• Simon

    I could have been negative about this but your article is evenhanded and says it better than I could. I don’t have much interest in ultra marathon efforts of any persuasion but if he loves riding his bike then who cares? I’m wondering if his first name was an omen for such things and that chainring! Anyway I wish him well, hope he recovers and repairs his relationships because they are the key to a happy life on and off the bike.

    • Hamish Moffatt

      Why be negative about ultra? It’s a bloody hard thing to aim for.

      • Sean parker

        They Rule 5 the f*&k out of their riding whilst ignoring the ‘tan lines’ and ‘sock length’ rules.
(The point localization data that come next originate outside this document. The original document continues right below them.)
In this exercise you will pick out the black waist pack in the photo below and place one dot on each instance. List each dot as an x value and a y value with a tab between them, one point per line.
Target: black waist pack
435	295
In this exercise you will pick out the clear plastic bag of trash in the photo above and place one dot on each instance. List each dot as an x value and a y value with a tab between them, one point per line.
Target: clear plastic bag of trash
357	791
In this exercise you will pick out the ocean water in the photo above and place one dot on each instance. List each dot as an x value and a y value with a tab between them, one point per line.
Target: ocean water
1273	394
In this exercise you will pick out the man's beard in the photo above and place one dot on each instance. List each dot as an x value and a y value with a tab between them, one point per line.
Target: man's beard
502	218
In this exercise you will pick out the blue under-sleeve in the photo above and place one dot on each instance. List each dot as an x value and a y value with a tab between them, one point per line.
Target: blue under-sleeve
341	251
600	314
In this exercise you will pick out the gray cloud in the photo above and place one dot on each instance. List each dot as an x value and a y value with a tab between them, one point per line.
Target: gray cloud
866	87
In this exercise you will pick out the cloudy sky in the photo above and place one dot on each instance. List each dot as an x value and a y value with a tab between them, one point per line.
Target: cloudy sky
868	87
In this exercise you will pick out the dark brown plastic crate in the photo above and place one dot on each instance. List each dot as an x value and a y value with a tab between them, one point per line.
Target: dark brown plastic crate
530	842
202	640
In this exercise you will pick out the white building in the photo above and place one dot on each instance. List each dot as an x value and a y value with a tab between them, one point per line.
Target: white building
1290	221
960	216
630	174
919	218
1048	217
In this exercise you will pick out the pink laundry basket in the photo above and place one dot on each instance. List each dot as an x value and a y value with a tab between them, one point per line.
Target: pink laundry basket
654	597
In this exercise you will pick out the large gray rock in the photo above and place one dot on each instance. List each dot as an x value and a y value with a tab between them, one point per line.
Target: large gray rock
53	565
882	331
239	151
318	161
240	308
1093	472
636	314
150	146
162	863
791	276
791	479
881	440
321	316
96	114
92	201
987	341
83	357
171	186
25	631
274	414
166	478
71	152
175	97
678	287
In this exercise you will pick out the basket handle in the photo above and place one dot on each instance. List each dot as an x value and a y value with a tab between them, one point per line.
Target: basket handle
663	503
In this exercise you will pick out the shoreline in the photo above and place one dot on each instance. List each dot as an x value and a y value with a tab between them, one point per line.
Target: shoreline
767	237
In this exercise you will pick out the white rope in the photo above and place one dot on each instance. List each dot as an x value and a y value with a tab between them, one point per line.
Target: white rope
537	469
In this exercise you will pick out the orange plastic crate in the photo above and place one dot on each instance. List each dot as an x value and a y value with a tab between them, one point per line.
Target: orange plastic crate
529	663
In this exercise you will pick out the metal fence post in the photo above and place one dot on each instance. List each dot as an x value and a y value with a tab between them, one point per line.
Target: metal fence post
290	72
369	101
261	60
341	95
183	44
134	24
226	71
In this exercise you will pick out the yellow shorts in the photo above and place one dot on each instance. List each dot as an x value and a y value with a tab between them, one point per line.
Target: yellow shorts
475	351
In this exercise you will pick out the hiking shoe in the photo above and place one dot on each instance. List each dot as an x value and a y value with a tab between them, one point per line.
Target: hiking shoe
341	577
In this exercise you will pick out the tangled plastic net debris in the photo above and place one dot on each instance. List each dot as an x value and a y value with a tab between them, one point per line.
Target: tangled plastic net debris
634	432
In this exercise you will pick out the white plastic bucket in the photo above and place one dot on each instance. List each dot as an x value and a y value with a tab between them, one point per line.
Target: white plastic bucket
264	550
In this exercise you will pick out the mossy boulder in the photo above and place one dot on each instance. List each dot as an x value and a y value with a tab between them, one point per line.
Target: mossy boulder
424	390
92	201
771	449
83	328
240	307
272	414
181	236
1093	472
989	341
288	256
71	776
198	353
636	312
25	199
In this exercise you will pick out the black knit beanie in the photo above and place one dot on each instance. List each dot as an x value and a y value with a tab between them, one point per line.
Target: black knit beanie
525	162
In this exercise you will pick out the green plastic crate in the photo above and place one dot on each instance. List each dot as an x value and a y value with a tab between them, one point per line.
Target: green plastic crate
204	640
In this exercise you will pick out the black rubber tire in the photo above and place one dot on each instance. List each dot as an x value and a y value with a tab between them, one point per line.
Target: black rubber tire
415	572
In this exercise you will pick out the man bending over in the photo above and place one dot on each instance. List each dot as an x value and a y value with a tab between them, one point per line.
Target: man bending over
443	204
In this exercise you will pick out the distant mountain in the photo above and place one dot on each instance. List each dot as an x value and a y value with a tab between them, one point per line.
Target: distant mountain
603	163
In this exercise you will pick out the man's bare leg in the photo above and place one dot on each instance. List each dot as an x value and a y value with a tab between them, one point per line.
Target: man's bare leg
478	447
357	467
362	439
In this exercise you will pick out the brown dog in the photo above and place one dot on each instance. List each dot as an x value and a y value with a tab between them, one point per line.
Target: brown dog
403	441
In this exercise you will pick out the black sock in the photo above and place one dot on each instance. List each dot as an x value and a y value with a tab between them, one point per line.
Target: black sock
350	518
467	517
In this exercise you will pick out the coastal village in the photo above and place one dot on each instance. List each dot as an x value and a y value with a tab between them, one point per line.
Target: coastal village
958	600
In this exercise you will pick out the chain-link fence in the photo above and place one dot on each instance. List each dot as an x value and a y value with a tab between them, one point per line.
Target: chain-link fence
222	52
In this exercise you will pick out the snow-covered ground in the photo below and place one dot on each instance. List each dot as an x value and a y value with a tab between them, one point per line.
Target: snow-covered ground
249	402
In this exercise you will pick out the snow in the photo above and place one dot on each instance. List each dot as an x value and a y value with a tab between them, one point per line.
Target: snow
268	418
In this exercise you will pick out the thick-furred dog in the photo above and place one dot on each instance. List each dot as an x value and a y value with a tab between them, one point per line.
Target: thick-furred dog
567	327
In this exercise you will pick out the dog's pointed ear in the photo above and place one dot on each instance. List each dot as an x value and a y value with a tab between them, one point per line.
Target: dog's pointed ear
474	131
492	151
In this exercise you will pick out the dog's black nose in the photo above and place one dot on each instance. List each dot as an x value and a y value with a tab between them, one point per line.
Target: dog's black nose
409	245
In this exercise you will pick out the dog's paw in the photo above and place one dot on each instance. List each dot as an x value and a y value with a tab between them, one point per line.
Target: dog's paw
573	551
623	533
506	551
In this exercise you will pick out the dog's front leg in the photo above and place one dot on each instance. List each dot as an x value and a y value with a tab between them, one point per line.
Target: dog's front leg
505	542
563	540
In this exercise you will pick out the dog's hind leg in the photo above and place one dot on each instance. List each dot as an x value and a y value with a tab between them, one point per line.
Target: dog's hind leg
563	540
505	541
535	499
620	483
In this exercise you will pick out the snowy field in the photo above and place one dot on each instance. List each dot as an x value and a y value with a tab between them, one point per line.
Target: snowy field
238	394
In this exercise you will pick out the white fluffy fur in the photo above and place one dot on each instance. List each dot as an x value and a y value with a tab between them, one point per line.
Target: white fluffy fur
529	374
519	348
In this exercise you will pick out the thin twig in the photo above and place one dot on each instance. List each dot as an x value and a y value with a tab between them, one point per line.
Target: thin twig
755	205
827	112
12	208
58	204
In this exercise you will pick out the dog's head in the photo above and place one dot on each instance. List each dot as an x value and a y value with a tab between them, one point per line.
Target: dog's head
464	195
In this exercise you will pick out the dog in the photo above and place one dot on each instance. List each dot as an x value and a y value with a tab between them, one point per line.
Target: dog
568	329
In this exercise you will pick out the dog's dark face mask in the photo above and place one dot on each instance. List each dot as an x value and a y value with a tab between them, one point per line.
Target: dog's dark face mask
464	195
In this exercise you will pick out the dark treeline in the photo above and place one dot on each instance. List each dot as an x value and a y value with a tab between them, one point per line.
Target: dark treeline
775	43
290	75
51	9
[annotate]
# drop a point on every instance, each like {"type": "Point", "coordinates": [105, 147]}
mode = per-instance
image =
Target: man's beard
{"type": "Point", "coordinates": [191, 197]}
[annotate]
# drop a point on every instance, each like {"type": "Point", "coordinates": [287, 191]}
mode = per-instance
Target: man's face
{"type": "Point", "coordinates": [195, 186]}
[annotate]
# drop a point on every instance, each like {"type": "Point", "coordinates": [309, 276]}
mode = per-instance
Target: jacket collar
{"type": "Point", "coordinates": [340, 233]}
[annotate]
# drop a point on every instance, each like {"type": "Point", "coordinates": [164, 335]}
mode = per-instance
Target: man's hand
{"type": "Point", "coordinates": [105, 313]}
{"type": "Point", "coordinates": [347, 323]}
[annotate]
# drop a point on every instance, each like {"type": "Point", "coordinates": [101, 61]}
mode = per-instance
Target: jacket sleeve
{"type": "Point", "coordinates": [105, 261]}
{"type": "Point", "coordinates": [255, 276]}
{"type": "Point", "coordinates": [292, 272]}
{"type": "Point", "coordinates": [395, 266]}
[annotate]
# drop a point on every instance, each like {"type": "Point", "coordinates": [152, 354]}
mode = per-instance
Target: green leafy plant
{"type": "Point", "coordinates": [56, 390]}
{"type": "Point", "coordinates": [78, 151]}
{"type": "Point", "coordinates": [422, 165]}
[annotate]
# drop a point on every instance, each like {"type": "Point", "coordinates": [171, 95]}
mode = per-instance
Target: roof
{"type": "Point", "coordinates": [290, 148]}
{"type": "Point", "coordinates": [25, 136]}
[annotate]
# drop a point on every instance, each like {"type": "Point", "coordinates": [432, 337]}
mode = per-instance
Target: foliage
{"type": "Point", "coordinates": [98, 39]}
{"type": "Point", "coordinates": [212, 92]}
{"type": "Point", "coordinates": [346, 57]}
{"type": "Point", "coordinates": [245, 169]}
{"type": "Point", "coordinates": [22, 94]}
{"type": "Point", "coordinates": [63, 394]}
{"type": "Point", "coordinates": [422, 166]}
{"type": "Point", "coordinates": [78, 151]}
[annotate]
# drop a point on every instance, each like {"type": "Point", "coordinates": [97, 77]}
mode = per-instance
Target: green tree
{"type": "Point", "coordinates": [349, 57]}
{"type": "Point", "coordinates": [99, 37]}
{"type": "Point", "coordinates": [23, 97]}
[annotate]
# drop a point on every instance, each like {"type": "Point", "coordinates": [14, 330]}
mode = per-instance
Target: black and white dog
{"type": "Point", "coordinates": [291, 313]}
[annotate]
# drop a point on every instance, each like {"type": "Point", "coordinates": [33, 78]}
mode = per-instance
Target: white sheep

        Have a look at the dude’s bike. No wonder the cognoscenti are spluttering SoyCap all over their Assos.

  • Lyrebird_Cycles

    Probably worth mentioning that Kurt Searvogel is still going and looks like taking the record on 10 / 1 / 2016. See: http://www.outsideonline.com/2039276/hello-i-must-be-going

  • kasual

    Collapsed lung and cycling, I’ve been there. Rest up, Miles. There are many rides to come but rushing back to the saddle after a pneumothorax could only make it worse.

  • Tom Thayer

    Can we talk about that chain ring though?

    • philipmcvey

      That was discussed at great length in the original article when Miles started the attempt. It works for him, doesn’t work for most of the rest of us. It looks totally counterintuitive to me, but have I ever ridden 400km in a single day, let alone 48 in a row? Nope.

      • Superpilot

        Yes, it is obvious it works just fine. As in almost 50,000km since April kind of fine…

      • Sammy

        whats the story with the chainring? I’m intrigued!!

        • philipmcvey

          Not to put too fine a point on it… it’s frigging enormous! I think it’s 72 tooth or something. He reckons low cadence, high gearing works for him. Have a look at the image – it’s like something you’d see on an old lawnmower. It looks horrible, and sounds like it’s route one to massive knee pain. Apparently not.. his route is largely flat so he doesn’t need any climbing gears – or so the original article went.

  • Karina

    Can we get an interview with his partner…?

    • philipmcvey

      Something tells me she’d be less than enthusiastic about accepting an interview with a cycling website.

  • Mark

    Huge respect Miles. It’s right out there.

  • philipmcvey

    When this attempt started I posted that I couldn’t understand why Miles was doing this with no larger purpose of a cause of charity to raise money for. Oddly, I can see now that after a valiant but doomed attempt he doesn’t need a cause. It’s his time, his relationships, his health. He’s not harming anyone other than those close to him, and he gave it a fantastic go. Who knows what drives anyone to do anything? As per his father’s comment – what drives so many of us to give up a third of our useful lives sitting at a desk doing things which are – on the whole – not massively important to humanity. It’s strangely inspiring that you don’t need a reason as such. Chapeau Miles, you put yourself out there regardless of the risk.

  • Sean parker

    So refreshing to read after the recent fixation on Froome’s ‘did he or didn’t he’ and ‘look at our new team kit’.

    Cycling is more that that, as Craig Fry shows in this article.

    • chop

      totally agree. There’s no hastags attached to this guy, and he’s less concerned about being ‘on point’ or having a ‘strong kit game’; rather he just loves riding and hence set himself a big hairy audacious goal that he unfortunately didn’t knock off. But, one hellovan effort all the same. Koodoze to you Miles.